If there is any innovation in the text, it is merely a response to difficulties
I encountered in writing the damned thing.
Nana Fredua-Agyeman: Your response piques
my interest. After all, it is in adversity that we innovate. Your response
reminds me of Doreen Baingana's linked stories Tropical Fish. You said earlier
that the story (like Murakami's novel Kafka on the Shore) has no central theme
how then were you able to sustain the writing to reach a meaningful conclusion?
Tendai Huchu: The conclusion is part of the
play with ambiguity that I had going on. So for long stretches of the novel you
have these disparate elements in play, but then at the denouement the camera
zooms out and you see how these events come together and have been
orchestrated, but only once you step out of the limited, chaotic experience of
the individual characters. You also come to realise that the real hero of the
story is someone else. I am talking round the book here because I am avoiding
spoilers, but the idea is that whatever position the text takes must be
undermined by an equal and opposite truth. Thus, I now do a U-turn and advance
the argument that the book actually has a theme and is tightly plotted. It is
not a literary novel but a genre novel of a very specific kind.
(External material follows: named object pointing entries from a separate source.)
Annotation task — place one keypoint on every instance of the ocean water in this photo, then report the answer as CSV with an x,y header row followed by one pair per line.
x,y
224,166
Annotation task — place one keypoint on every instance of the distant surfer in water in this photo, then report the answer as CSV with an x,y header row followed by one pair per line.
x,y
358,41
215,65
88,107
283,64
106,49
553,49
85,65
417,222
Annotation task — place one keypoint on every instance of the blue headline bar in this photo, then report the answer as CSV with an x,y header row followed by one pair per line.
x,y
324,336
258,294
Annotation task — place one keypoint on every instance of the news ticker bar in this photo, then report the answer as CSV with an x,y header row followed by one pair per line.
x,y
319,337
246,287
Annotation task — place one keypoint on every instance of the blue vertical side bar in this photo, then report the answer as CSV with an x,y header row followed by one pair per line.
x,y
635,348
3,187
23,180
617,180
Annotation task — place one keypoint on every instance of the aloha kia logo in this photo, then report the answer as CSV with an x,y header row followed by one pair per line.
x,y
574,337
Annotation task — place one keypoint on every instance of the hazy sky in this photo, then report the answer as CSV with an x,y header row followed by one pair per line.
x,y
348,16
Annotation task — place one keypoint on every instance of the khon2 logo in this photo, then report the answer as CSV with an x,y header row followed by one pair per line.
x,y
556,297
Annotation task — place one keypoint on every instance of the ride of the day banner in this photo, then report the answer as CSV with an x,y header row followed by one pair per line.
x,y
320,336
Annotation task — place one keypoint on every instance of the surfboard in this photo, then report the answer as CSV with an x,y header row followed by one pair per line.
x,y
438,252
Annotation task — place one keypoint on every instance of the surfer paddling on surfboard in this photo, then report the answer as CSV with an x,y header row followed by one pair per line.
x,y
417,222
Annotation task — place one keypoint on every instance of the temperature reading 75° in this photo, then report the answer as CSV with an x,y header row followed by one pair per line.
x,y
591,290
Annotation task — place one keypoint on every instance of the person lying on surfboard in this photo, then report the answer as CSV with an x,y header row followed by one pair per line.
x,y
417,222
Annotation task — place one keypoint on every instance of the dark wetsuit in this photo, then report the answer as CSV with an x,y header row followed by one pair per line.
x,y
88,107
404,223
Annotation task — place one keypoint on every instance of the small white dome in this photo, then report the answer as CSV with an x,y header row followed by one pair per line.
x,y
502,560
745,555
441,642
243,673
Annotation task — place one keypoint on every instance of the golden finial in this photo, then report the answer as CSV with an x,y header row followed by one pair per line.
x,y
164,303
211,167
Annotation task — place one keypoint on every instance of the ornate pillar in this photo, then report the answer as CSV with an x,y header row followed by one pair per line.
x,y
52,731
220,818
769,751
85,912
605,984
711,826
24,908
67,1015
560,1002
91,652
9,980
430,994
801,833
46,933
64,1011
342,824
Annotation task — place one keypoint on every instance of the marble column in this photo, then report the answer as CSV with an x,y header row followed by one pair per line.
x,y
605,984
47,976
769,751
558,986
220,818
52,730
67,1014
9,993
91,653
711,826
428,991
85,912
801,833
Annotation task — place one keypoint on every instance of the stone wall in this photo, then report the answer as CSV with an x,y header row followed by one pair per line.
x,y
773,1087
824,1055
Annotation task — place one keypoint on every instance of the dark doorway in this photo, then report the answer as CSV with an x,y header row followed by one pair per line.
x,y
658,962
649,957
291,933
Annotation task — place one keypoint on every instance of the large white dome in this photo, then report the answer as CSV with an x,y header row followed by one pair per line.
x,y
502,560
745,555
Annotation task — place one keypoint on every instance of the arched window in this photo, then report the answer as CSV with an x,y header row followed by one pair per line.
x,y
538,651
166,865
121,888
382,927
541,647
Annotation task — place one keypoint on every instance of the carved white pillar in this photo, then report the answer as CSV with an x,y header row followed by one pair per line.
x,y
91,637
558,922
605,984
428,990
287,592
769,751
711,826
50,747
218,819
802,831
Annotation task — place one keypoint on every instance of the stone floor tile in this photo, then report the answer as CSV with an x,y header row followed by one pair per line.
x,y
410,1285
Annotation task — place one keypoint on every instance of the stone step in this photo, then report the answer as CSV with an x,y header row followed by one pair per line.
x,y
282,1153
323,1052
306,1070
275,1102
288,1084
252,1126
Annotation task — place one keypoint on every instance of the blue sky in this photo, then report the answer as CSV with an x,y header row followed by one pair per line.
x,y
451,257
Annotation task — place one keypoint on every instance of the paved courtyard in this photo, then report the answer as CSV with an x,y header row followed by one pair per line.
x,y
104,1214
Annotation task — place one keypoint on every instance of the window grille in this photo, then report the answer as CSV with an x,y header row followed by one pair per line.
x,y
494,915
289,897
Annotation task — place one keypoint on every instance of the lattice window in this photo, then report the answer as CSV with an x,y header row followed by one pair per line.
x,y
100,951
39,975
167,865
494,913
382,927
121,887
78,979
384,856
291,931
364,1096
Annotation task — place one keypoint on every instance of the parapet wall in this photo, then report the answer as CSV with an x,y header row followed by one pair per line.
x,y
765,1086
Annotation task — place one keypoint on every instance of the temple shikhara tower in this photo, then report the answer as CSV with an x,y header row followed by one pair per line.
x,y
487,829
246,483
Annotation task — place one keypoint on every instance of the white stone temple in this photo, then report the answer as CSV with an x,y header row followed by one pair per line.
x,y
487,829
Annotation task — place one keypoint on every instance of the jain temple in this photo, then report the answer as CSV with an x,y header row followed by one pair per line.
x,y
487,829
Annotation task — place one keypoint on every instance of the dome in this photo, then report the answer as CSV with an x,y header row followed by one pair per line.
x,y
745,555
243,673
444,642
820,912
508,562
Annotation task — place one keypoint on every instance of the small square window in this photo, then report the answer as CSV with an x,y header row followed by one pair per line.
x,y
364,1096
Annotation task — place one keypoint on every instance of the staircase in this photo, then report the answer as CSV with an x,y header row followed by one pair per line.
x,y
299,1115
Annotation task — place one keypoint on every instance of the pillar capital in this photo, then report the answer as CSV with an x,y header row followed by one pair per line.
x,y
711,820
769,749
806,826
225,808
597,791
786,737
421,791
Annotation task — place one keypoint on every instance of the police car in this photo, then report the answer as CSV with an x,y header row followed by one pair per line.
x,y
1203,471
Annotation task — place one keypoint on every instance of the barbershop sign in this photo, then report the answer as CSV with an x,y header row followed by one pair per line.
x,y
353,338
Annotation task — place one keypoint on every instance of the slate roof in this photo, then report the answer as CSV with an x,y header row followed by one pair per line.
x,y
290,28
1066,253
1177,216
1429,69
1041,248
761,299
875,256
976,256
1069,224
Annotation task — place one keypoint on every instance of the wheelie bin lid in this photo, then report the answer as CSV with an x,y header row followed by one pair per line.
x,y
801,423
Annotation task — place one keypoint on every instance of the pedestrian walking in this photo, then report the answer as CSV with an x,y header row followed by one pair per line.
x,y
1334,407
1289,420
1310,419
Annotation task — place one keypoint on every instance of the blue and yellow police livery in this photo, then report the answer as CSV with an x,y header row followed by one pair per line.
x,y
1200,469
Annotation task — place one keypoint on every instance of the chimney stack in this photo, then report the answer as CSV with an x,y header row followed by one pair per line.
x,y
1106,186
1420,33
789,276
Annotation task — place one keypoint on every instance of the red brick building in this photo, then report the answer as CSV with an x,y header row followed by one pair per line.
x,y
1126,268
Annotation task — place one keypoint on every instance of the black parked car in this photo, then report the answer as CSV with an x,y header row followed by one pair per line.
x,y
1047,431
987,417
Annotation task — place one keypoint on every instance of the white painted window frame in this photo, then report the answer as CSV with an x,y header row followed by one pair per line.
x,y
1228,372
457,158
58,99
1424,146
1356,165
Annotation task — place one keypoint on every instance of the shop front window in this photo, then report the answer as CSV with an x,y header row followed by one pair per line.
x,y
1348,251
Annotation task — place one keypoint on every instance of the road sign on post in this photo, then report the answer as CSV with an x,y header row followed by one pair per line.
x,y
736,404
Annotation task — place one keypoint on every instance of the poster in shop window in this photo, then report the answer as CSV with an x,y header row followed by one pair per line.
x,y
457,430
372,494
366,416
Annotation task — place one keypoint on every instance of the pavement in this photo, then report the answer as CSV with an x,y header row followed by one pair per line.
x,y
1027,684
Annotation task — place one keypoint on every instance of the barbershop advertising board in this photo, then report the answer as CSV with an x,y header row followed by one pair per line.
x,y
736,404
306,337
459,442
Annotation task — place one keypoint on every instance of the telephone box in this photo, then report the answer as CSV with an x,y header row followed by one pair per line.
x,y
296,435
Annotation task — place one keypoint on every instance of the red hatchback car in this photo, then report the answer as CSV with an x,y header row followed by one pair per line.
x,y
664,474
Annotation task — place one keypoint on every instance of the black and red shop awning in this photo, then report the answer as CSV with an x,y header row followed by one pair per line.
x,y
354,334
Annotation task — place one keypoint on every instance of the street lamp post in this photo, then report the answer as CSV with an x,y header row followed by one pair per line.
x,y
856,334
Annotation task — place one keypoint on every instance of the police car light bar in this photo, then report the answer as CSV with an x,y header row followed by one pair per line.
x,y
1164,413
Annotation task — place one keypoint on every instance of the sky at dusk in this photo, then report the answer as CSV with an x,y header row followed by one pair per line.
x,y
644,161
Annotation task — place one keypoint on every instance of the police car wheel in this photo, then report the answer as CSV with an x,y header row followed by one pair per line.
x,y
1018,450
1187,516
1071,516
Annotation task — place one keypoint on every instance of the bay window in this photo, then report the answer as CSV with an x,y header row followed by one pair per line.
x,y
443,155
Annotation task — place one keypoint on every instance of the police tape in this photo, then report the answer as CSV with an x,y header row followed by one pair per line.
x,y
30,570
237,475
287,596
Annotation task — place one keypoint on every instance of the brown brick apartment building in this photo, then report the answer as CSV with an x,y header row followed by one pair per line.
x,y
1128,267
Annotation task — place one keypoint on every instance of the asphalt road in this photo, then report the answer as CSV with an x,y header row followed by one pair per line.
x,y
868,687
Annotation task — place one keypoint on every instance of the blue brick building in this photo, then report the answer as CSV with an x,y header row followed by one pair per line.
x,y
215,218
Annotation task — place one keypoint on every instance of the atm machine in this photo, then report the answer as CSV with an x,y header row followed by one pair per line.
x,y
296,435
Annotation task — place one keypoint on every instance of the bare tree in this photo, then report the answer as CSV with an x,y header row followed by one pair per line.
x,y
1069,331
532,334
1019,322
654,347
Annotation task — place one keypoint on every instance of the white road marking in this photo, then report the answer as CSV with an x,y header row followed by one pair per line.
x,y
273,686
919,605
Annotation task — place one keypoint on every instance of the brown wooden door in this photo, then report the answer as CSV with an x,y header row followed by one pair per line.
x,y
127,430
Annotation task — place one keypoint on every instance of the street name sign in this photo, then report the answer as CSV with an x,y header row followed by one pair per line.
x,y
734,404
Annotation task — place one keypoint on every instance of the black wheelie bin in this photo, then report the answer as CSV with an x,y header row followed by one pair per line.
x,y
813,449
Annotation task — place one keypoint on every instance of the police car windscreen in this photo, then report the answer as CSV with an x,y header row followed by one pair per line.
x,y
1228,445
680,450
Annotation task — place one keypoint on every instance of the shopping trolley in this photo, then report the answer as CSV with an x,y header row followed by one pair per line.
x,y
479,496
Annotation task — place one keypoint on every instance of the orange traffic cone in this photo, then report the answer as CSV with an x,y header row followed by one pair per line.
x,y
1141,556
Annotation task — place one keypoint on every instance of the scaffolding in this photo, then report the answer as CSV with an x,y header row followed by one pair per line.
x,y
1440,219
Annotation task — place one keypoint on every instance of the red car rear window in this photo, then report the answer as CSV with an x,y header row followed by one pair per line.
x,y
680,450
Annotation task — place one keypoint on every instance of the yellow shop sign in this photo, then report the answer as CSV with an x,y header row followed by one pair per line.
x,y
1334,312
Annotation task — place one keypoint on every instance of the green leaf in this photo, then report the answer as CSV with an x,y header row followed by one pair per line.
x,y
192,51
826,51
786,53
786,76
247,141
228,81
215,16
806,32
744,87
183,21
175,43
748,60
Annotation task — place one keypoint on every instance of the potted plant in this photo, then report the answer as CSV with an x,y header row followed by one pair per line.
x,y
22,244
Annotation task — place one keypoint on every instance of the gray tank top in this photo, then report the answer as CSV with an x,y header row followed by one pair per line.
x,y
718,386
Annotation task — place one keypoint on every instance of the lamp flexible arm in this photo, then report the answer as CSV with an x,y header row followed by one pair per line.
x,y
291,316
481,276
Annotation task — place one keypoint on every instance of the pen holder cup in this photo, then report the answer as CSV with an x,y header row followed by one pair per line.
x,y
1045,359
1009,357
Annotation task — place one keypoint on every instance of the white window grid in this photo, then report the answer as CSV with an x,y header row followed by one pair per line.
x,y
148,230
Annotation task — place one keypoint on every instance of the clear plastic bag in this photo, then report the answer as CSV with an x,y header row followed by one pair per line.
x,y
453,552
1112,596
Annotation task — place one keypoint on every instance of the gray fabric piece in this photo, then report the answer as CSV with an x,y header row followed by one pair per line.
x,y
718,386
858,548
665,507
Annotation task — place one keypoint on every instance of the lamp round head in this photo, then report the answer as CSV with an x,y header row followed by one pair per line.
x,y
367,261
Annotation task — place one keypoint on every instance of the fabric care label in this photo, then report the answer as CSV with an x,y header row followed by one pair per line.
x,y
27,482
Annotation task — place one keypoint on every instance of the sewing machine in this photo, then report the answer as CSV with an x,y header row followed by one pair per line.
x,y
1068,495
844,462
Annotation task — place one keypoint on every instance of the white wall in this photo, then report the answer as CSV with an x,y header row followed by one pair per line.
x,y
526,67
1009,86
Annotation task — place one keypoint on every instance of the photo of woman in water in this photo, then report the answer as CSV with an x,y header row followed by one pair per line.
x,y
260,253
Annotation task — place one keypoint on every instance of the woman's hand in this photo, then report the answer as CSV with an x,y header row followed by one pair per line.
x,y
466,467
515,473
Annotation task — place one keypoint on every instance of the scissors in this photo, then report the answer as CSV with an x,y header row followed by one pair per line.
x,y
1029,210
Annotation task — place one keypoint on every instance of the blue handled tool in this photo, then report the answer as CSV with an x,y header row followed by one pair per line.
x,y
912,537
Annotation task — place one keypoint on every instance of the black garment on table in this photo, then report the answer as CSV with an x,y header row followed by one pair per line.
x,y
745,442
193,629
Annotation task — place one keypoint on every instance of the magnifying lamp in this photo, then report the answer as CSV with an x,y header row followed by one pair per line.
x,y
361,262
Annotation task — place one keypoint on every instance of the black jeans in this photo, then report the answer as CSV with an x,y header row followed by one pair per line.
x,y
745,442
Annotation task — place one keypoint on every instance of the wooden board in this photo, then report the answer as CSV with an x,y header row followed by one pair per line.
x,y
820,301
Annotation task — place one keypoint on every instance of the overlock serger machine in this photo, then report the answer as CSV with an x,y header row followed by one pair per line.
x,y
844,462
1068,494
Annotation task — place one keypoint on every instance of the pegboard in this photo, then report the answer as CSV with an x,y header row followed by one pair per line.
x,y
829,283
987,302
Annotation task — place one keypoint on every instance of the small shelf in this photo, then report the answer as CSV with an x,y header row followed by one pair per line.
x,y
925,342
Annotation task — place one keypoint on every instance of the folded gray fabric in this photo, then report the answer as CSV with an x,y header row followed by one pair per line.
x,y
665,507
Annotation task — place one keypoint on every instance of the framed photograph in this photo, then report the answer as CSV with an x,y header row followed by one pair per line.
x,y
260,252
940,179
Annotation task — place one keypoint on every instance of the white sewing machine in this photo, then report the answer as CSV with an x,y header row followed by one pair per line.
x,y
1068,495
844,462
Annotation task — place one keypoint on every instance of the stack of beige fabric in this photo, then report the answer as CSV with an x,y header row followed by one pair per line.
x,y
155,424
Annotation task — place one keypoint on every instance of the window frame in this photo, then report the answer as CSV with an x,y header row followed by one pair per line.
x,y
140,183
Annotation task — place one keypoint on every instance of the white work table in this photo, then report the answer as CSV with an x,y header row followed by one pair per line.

Nana Fredua-Agyeman: This sounds
interesting and I look forward to reading it one day. However, how's
distribution of your books like? Getting books distributed in Africa is
difficult*.
Tendai Huchu: It is published in Zimbabwe
by amaBooks and in Nigeria by Farafina. The problems of book distribution in
Africa are well documented, but we are really talking simple market forces here,
nothing more. It's not as though there are hordes of readers demanding my work
across the continent. My publishers will be lucky if they so much as break even
with this book. That's the harsh reality. Why would a publisher anywhere else
in Africa try to sell my book when they already have a hard time selling works
by their own local authors? I sound pessimistic and for this I apologise but
the future of the book industry is intimately linked to the future of the
general economy. You put more money in people's pockets and they have more
leisure time, they might indulge and engage with this art form. The state has
the resources to build libraries and stock them, there is another market for
publishers. Combine this with mass literacy and the industry has a shot. We
have to be realistic and tie the future of this art form to inescapable power
of capitalism. Books are just another product of that system. Nothing more,
nothing less.
Nana Fredua-Agyeman: Thanks Tendai for this
discussion.
_____________________
*Conducted this interview before I got a
copy of this book. My copy is published by Farafina and the Writers Project of
Ghana has copies for sale.
The book is also available in the UK
through Parthian Books and in North America through Ohio University Press.